2. Meeting the Challenges of Data Security
Submitting InstitutionCardiff University
Unit of AssessmentMathematical Sciences
Summary Impact TypeTechnological
Research Subject Area(s)
Information and Computing Sciences: Artificial Intelligence and Image Processing
Medical and Health Sciences: Neurosciences
Summary of the impact
The security of data in printing and network environments is an area of
increasing concern to individuals, businesses, government organisations
and security agencies throughout the world. Mathematical algorithms
developed at the School of Mathematics at Cardiff University represent a
significant step-change in existing data security techniques. The
algorithms enable greater security in automatic document classification
and summarisation, information retrieval and image understanding.

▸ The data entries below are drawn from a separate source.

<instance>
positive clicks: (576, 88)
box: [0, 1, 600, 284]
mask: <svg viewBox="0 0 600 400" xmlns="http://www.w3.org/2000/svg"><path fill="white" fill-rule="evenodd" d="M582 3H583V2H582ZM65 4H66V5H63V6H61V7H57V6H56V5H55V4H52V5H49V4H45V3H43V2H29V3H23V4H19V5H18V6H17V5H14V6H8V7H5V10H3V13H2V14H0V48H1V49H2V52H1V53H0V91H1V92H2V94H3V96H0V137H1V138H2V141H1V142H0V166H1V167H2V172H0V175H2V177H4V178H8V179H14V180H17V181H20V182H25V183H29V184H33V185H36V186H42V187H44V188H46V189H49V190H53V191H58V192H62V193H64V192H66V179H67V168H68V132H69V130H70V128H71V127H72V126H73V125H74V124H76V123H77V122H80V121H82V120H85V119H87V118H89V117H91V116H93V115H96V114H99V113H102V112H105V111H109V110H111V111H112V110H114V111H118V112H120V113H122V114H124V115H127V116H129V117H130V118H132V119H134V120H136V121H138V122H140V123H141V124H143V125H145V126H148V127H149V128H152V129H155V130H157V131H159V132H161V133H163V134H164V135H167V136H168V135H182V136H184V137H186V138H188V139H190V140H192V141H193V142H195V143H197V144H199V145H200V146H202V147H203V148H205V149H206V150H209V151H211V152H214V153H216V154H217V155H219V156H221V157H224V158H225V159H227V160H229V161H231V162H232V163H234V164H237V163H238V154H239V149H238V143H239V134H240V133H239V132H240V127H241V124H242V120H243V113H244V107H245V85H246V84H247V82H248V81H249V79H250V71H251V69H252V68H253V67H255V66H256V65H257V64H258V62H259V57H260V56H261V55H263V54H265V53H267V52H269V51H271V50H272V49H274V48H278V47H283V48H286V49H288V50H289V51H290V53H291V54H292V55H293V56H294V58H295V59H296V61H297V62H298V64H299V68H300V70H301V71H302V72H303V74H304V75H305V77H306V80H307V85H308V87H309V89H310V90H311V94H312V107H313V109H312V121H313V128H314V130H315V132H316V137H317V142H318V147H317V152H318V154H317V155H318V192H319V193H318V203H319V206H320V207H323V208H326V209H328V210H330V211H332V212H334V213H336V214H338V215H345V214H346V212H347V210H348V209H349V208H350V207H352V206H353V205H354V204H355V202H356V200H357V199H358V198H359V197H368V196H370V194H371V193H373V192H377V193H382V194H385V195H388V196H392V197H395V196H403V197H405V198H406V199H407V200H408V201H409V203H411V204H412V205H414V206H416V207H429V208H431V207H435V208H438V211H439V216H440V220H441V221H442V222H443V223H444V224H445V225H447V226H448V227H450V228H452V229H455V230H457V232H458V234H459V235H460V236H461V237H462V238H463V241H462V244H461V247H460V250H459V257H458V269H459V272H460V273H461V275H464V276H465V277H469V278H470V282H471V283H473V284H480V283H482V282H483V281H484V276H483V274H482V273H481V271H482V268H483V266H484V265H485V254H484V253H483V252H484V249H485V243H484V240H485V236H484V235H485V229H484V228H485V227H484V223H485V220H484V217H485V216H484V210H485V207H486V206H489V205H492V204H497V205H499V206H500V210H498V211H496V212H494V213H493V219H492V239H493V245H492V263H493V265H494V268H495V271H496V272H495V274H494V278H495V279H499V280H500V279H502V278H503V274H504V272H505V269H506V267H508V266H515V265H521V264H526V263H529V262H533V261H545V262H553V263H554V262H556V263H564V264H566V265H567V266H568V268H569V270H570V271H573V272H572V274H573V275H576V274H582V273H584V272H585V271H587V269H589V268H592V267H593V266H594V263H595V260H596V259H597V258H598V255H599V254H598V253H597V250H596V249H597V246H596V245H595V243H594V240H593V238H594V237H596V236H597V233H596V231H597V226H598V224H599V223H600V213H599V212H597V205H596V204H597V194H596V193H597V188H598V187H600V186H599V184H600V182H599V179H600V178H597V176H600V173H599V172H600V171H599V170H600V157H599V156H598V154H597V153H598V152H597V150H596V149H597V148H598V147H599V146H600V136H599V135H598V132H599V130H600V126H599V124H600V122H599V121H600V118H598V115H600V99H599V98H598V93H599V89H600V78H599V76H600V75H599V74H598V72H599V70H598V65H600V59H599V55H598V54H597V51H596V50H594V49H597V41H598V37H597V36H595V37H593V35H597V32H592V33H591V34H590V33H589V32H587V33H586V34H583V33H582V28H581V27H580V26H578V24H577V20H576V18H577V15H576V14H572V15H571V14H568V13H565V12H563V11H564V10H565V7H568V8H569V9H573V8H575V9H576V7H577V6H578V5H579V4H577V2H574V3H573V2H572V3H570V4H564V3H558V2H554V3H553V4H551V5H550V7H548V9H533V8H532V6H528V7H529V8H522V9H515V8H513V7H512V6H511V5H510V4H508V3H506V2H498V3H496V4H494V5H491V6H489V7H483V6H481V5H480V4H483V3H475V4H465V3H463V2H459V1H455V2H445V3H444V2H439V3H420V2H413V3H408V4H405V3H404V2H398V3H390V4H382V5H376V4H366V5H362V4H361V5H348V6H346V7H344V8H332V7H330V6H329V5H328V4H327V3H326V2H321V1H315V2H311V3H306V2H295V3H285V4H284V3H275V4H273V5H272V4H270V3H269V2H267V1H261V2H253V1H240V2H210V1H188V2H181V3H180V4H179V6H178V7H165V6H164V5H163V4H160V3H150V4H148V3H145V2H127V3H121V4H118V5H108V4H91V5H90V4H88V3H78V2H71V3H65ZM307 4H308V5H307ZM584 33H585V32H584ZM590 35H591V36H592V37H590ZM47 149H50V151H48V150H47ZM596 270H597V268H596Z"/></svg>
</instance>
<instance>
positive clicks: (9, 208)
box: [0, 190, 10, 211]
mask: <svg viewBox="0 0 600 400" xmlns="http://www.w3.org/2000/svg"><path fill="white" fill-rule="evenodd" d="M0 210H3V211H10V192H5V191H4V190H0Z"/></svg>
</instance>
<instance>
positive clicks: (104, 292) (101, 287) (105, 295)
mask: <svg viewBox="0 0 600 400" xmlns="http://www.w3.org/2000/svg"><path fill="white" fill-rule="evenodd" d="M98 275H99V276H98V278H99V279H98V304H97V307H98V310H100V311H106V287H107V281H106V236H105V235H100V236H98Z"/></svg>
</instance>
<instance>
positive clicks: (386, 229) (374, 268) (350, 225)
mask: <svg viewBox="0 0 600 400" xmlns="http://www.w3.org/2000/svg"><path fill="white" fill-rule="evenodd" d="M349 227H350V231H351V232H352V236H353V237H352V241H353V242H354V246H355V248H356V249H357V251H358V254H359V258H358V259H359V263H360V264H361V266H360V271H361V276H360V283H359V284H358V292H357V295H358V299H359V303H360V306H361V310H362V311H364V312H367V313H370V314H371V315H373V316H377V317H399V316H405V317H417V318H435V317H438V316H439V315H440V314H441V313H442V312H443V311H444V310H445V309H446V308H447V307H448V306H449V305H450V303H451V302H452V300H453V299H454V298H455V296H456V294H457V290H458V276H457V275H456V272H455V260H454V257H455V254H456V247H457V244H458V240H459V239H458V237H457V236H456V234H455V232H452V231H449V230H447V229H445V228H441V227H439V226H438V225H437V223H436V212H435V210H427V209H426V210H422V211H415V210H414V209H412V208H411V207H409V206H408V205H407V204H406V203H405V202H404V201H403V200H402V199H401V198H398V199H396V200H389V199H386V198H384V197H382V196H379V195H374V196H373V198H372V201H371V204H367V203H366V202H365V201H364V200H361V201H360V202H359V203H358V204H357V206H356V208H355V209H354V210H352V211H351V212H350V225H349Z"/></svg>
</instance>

Hewlett-Packard (HP), the world's leading PC vendor, funded the research
underpinning this development and patented the resulting software, with
the aim of strengthening its position as the market leader in this sector
of the global information technology industry. Hewlett Packard has
incorporated the algorithms in a schedule of upgrades to improve the key
security features in over ten million of their electronic devices.
Accordingly, the impact claimed is mitigating data security risks for HP
users and clients and substantial economic gain for the company.
The underpinning research was undertaken at Cardiff University during the
period 2007-2011. The motivation for the research arose from the inability
of existing algorithms to reliably distinguish between confidential and
non-confidential documents. The research concerns the development of novel
algorithms that are crucially important in the field of data security.
Algorithms have been developed for rapid change detection in data
streams and documents, and text summarisation and classification
and used in partnership to perform a two-level analysis to create a secure
printing network environment. The rapid change detection algorithm can be
considered as a low-level analysis for extracting features or keywords.
Then these features or keywords are used to perform a higher level
analysis such as text summarisation or classification.
In the process of distinguishing between a confidential and
non-confidential document, a key indicator is the precise scientific
definition of the meaning of the document. Previous extraction algorithms
have not been robust in the sense that different algorithms produce
different outputs due to the non-existence of the scientific definition of
the meaning of a document.
The novel algorithms developed in (3.1, 3.2) represent the first attempt
to define document meaning based on the human perceptual model. Our
research is based on ideas from image processing and especially on the
Helmholtz Principle from the Gestalt Theory of human perception. When it
is applied to the problems of unusual behaviour detection and keywords
extraction, it delivers fast and effective tools to identify meaningful
keywords using parameter-free methods. A level of meaningfulness of the
keywords is also defined which can be used to modify the set of keywords
depending on application needs.
According to a basic principle of perception, due to Helmholtz, an
observed geometric structure is perceptually meaningful if it has a very
low probability of appearing in noise. As a common sense statement, this
means that "events that could not happen by chance are immediately
perceived". For example, a group of five aligned dots exists in both
images in Fig.1, but it can hardly be seen on the left-hand side image.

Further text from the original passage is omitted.